Hold on one cotton-picking moment. When had I said “hi! Welcome to my blog – it’s the authority on OCD!”? Answer: I hadn’t. As I believe I mentioned, OCD is a complex, multi-faceted prism of disorder. Mine centres on bizarre and disturbing sexual behaviour. I never said obsessive hand washing wasn’t OCD; it is. If you are reading this as a hand washer, then I say amen sista! (Or brother!) We are one under the OCD umbrella!

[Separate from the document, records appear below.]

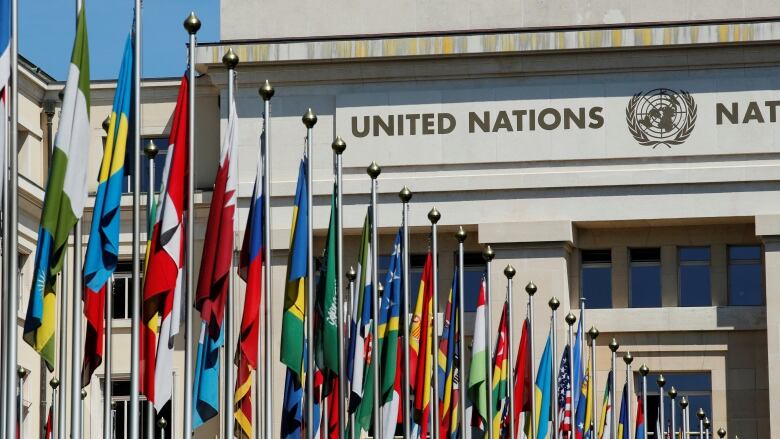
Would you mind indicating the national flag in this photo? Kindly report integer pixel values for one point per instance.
(214, 278)
(421, 347)
(360, 322)
(250, 269)
(578, 364)
(543, 390)
(63, 203)
(583, 412)
(164, 276)
(606, 407)
(522, 379)
(389, 316)
(103, 247)
(640, 418)
(297, 269)
(623, 427)
(326, 306)
(500, 376)
(564, 394)
(480, 364)
(448, 366)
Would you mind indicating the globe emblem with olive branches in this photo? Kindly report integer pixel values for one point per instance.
(661, 117)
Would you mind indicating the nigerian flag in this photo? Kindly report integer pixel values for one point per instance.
(326, 333)
(63, 202)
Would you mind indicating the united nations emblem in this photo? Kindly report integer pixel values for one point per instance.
(661, 117)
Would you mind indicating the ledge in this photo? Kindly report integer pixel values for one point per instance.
(710, 318)
(431, 45)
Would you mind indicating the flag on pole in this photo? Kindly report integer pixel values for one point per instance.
(623, 427)
(449, 360)
(543, 389)
(293, 354)
(564, 394)
(164, 275)
(389, 316)
(421, 347)
(582, 414)
(522, 379)
(640, 418)
(479, 365)
(360, 324)
(103, 247)
(250, 268)
(295, 290)
(63, 203)
(214, 278)
(326, 307)
(500, 376)
(606, 409)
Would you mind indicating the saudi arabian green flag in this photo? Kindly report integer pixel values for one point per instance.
(326, 333)
(63, 203)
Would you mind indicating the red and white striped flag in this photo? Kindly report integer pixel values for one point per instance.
(164, 273)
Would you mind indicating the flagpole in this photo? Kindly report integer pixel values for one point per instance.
(530, 288)
(488, 254)
(554, 303)
(150, 150)
(191, 25)
(107, 361)
(405, 195)
(338, 146)
(661, 381)
(644, 370)
(12, 223)
(461, 236)
(628, 359)
(594, 334)
(266, 93)
(230, 60)
(351, 275)
(700, 414)
(510, 272)
(309, 120)
(135, 366)
(613, 346)
(672, 401)
(373, 171)
(434, 216)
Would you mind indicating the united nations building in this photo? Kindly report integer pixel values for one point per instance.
(621, 157)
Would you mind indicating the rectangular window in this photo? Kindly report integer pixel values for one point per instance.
(696, 386)
(123, 290)
(746, 286)
(159, 165)
(694, 276)
(120, 395)
(596, 278)
(645, 278)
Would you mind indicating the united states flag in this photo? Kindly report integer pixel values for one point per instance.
(564, 395)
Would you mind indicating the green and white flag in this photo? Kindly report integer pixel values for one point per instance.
(326, 334)
(63, 204)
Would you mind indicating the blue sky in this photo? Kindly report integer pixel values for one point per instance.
(46, 30)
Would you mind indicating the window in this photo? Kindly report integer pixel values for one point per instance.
(120, 395)
(694, 276)
(746, 285)
(696, 386)
(159, 165)
(596, 278)
(123, 290)
(645, 278)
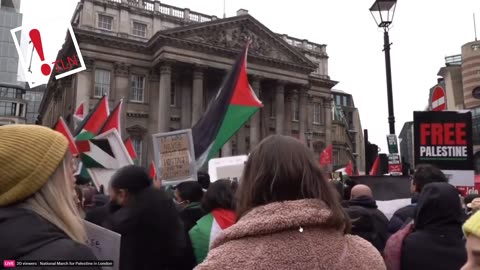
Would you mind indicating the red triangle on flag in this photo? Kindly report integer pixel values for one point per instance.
(114, 120)
(243, 94)
(153, 170)
(95, 120)
(62, 127)
(131, 150)
(79, 112)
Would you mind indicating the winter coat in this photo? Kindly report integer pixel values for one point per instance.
(26, 236)
(98, 214)
(290, 235)
(152, 233)
(368, 222)
(190, 214)
(437, 240)
(403, 216)
(207, 229)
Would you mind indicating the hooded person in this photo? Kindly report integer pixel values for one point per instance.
(367, 221)
(152, 233)
(288, 217)
(39, 218)
(437, 239)
(424, 174)
(471, 229)
(188, 197)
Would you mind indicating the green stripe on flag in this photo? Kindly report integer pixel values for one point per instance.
(234, 119)
(200, 237)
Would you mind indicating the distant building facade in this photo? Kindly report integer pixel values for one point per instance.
(461, 80)
(168, 63)
(348, 141)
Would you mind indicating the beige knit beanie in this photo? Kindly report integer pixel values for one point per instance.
(29, 155)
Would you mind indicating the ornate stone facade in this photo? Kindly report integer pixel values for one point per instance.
(169, 75)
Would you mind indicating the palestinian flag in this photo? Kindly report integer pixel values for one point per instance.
(94, 121)
(131, 150)
(114, 120)
(233, 106)
(80, 112)
(349, 168)
(326, 156)
(207, 229)
(376, 164)
(62, 127)
(97, 153)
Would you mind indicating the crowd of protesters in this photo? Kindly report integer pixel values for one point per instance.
(283, 214)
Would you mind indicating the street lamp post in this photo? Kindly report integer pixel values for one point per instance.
(383, 12)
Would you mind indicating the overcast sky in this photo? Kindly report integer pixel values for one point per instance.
(424, 32)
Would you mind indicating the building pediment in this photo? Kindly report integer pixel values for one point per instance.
(233, 33)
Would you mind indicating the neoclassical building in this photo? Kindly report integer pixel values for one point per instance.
(168, 63)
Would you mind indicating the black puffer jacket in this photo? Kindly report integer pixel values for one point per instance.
(152, 233)
(24, 235)
(368, 222)
(437, 241)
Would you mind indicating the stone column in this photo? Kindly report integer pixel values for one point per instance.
(280, 108)
(164, 97)
(302, 117)
(197, 95)
(255, 120)
(327, 105)
(289, 99)
(186, 93)
(122, 90)
(227, 149)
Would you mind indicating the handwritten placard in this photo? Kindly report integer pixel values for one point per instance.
(104, 244)
(174, 156)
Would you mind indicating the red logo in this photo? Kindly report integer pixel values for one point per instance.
(9, 264)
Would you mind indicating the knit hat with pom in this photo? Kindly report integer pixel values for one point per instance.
(29, 155)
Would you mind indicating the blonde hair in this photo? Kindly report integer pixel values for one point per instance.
(55, 202)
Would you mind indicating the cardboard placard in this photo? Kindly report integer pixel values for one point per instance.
(104, 244)
(226, 168)
(174, 156)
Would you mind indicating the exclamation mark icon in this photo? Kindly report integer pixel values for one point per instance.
(37, 43)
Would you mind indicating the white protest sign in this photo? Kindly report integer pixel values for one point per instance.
(175, 156)
(227, 167)
(104, 244)
(101, 176)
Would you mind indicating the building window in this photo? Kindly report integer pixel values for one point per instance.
(317, 113)
(272, 107)
(138, 87)
(338, 100)
(102, 82)
(295, 110)
(139, 29)
(173, 94)
(8, 108)
(137, 145)
(105, 22)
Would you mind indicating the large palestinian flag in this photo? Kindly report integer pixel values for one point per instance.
(233, 106)
(93, 123)
(207, 229)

The fact is, I genuinely believed all this stuff was true as a teen. I believed I was a racist paedophile, who would get her “just desserts” when raped by dad. I once thought I had cursed the BeeGees. My mind was a troubled place. And if I had known that there was someone else who thought the same; that this was a disorder of the mind, and that I wasn’t unsafe all the time; that these were recognised symptoms of a recognised medical condition, then how different my teenage years would have been. I’m not saying that instead of miserably trudging to the beach and hiding under a towel for fear of showing dad my body in a bikini whilst praying that the weather would get cold or that he’d get it over and done with soon, I’d be frolicking on a nudist beach. I still would have felt the same. But I would have known I wasn’t alone. For it was being alone that drove many of my actions as a youngster (I say, as a sage 30 year old). The absolute isolation I felt was overwhelming. None of my friend’s dads fancied them, so why did mine?
If I had discovered my blog 10 years ago, I would have thought (plug! Plug!) a) it’s a cracking read – you should all get yourselves off to it; and b) I’m not the only one. Which would have probably saved a lot of misery and heartache. Again, to reiterate, my blog is not the be-all-and-end-all of OCD. But, if all people think of when they think of OCD is the hoover on repeat, then I will continue my mission in spreading the ‘pure O’ word, and removing the stigma.
In the meantime, ¡viva la pígsty!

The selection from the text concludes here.